Maybe he’s a total playboy, she thought with a hint of desperation, remembering the Julia lunch date that hadn’t involved lunch. A cad, a womaniser, a toad on a lily pad on a pond full of scum.
You don’t think you’re judging him ever so slightly on Michael Unsworth’s record without getting to know the man first? Without even knowing just who this Julia is to him?
No. She didn’t think that, and she wasn’t grasping at mental straws to keep her hormones under control either. Rick Morgan wasn’t for her. She’d road-tested one corporate man and decided that brand didn’t suit her, and that was all there was to it.
‘Sit here beside me.’ He held the chair for her while the six men in the room glanced their way. ‘You know what to do with the notes.’
She nodded to acknowledge the others’ presence and Rick’s words, and tried not to notice the brush of his hand against her back as he pushed her chair in for her.
The boss simply had nice manners, and so did a lot of accountants and shop assistants.
Butchers and bakers and candlestick-makers.
Marissa jabbed her pencil onto the page and locked her gaze onto its tip. ‘I’m ready.’
To get the meeting over with. To go home for the day and log onto Blinddatebrides.com and read at least ten new profiles, answer any invitations she’d received and be really positive about them. And she had been positive to this point. It wasn’t her fault if no spark of true interest had happened when she’d met any of her dates so far.
Unlike the spark that immediately happened when she’d met Rick Morgan.
Not a helpful thought!
The meeting went beyond long.
‘So we find a way to meet the changes to the fire safety code without compromising on design integrity.’ Rick referred to a skyscraper monstrosity the company was building on the city’s shoreline. ‘We’ll simply present our clients with choices that surpass what they wanted initially.’
He raised several possibilities. While general discussion ensued, Marissa snatched at the momentary respite in note-taking. She should have eaten something more substantial than a salad for her lunch. Instead, she drew one of two bottles of raspberry lemonade from her tote bag and consumed half of it in a series of swallows.

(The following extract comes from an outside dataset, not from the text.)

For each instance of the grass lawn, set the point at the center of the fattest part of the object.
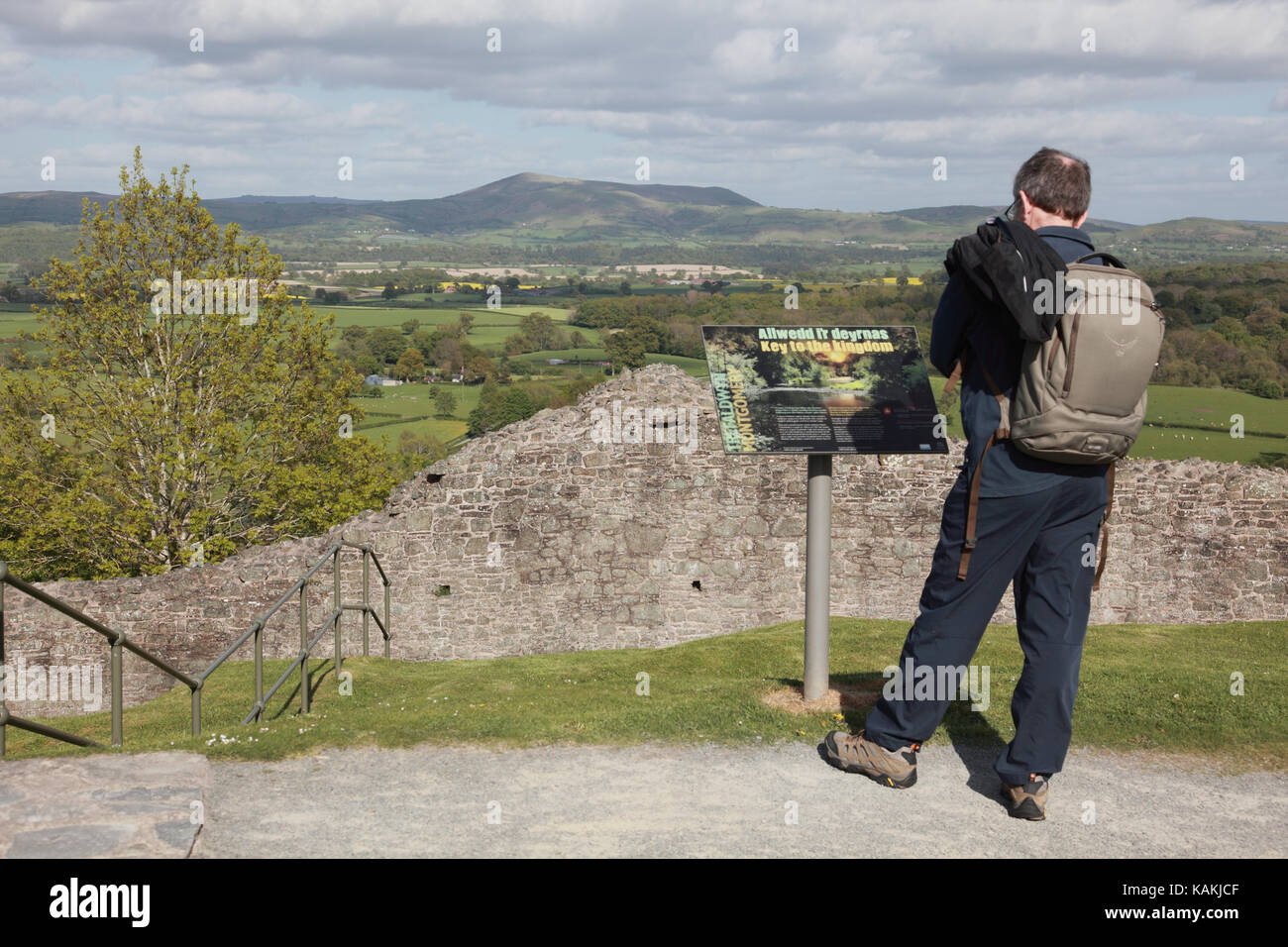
(1144, 686)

She’d planned to take both bottles in her bag home but at least it gave her an energy burst.
The conference moved on. Marissa consumed the rest of the drink, continued her work. Wished she could get up and walk around. Her right foot wanted to go to sleep. Another sign of impending old age?

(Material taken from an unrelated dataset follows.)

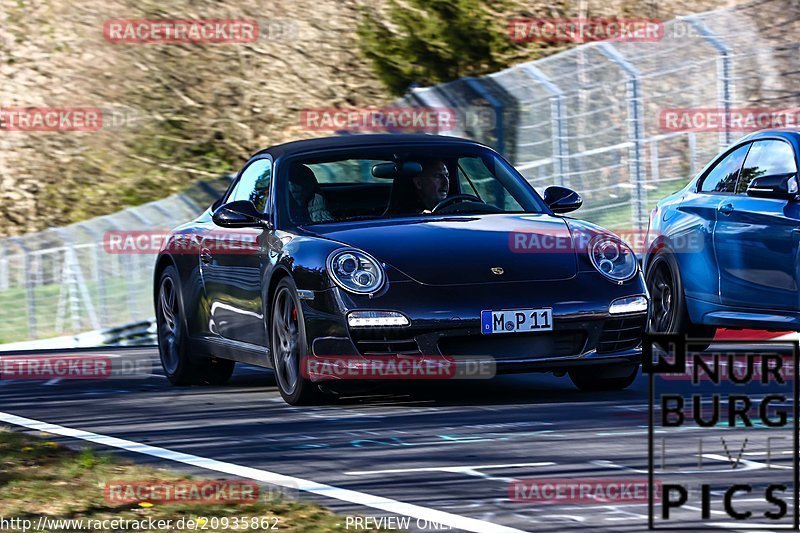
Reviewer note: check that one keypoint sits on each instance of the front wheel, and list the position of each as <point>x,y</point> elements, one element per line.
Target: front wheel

There is no old age occurring here!
‘It seems to me Phil’s presented you with a workable resolution to the issue with the reservoir, Fred.’ Rick caught the stare of the man at the other end of the oval table.
Marissa vaguely noted that Rick’s beard shadow had really grown in now. Did he shave twice a day? Would he have a mat of dark hair on his chest as well? Her skin tingled in response to the thought.
What was wrong with her? She needed to focus away from the man, not so solidly on him that she noticed almost everything about him and wondered about the rest!
Rick’s face showed no sign of fatigue, though the grooves on either side of his mouth did seem a little deeper.
It wasn’t fair that men just developed character while women fought gravity. Women wrinkled sooner, got older faster. And people had coined entire sayings around the thirtieth birthday. It’s all downhill after thirty …
‘If you don’t want to accept the plans,’ Rick went on, ‘I need to hear a good reason for that. Otherwise, I think we can move onto the next issue.’
Marissa nodded in silent agreement.
Just then Rick glanced her way and their gazes locked before his dropped to her mouth. He stilled and a single swift blast of awareness swept over his face and, very, very briefly, he lost his concentration and stopped speaking.
It was only for a second and probably no one else would have thought anything of it, but in that single moment she had all of his attention—an overwhelming degree of attention, as though he could only focus on her. And, right down to her marrow, she responded with a depth of warmth and interest, curiosity and compulsion that … stunned her.